I look at the Indian picture overall and it is so great right now. You look at manufacturing and say that really hasn’t reached its potential at all. It can be another engine of growth for India over the next couple of decades.
I believe you are undergoing a fair bit of transformation in India. What is the transformation all about?
It’s really simple. Basically what we are doing is changing the reporting structure that we traditionally used in the company. So, all around the world businesses have reported to their global product lines. Healthcare, energy have reported not to the country they are in, but to the global business they are in.
At the beginning of this year, we changed that for India only. Now all of the businesses report directly in to the India business. That’s when I came into the role. That’s the change in the basic organization architecture, if you will.

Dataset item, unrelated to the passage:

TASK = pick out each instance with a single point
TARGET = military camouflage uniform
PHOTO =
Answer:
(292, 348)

It is referred to as an experiment. Our CEO (Jeff Immelt) calls it… Let’s see how it works in India. He’s quite happy with how it’s going so far. I am as well, but his opinion matters more than mine.
India, prior to this, is probably plus or minus 5% of anybody’s global business. Its 110% of my business. You just get a focus level. On customer focus, when you live here, you see these guys every week, when you make a customer really happy, when you make a customer really frustrated, you internalize in a way that is different from when you see the customer once a year. My level of understanding customer need is much higher I think, my level of anxiety that they get what they need is much higher.

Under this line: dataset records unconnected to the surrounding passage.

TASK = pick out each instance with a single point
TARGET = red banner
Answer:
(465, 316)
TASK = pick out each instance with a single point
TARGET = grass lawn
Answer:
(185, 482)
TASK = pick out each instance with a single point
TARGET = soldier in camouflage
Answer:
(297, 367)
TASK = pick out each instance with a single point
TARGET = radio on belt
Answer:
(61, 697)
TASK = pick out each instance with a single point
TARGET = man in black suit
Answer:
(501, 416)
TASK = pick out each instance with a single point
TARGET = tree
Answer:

We have delegated a lot of decision-making authority. We are making a lot of day-to-day decisions here. I think any time you increase focus, increase speed, all those are going to help any business. It’s helped ours a lot here.
I keep preaching inside our team and also back in the US, it’s not a zero-sum game, it’s not about transferring control to India. It really is about making the customer happy.
That was a bit of a rock-the-boat move on day 1. In practice, it hasn’t turned out to be that traumatic. For us, in India, it’s been a better way to do things.
This new structure fits in well with your intent of increasing localization.
Absolutely. First and foremost, localization is a customer strategy, it’s not a cost arbitrage or whatever. What does the customer want, not have, and you just cannot get that sitting 8,000 miles away. I think you will see more and more this type of structure because if you are out of touch with the customer, you are dead.
In this structure, when it comes to capital investment, what do you do?
We go through a process. Most companies would call it a three-year, market-based strategic plan. It’s really an outward-in process, and from there, we develop, hey, here’s where we need to go. We did that this year, including what investments we need. We took about $80-100 million of investment. We got that approved in a sort of macro framework. On a day-to-day basis, we invest the money here purely on a day-to-day basis. We don’t go back to the US for every $5 million. We do all that here. Speed’s critical, but it is context. When you have lived here, you get a better sense for the need for solutions. When a customer is really not happy, it’s a very unpleasant experience.
I am not saying it is a cure-all for everything, but I am saying it was a good, maybe jolt, out of the world we were in before.
Why did GE pick India for this kind of experiment?
I wasn’t part of the deliberation process, but it’s an incredibly important market. Our focus on emerging markets is acute. More than 60% of the business is outside the US. We have really staked our future on globalization. India is really a dominant force today with more to come. In the grand scheme of things, it is important we succeed here.
The other thing coming out was how good the private Indian companies are—how fast they have grown, how much they have started to expand their business models outside India into Europe and US.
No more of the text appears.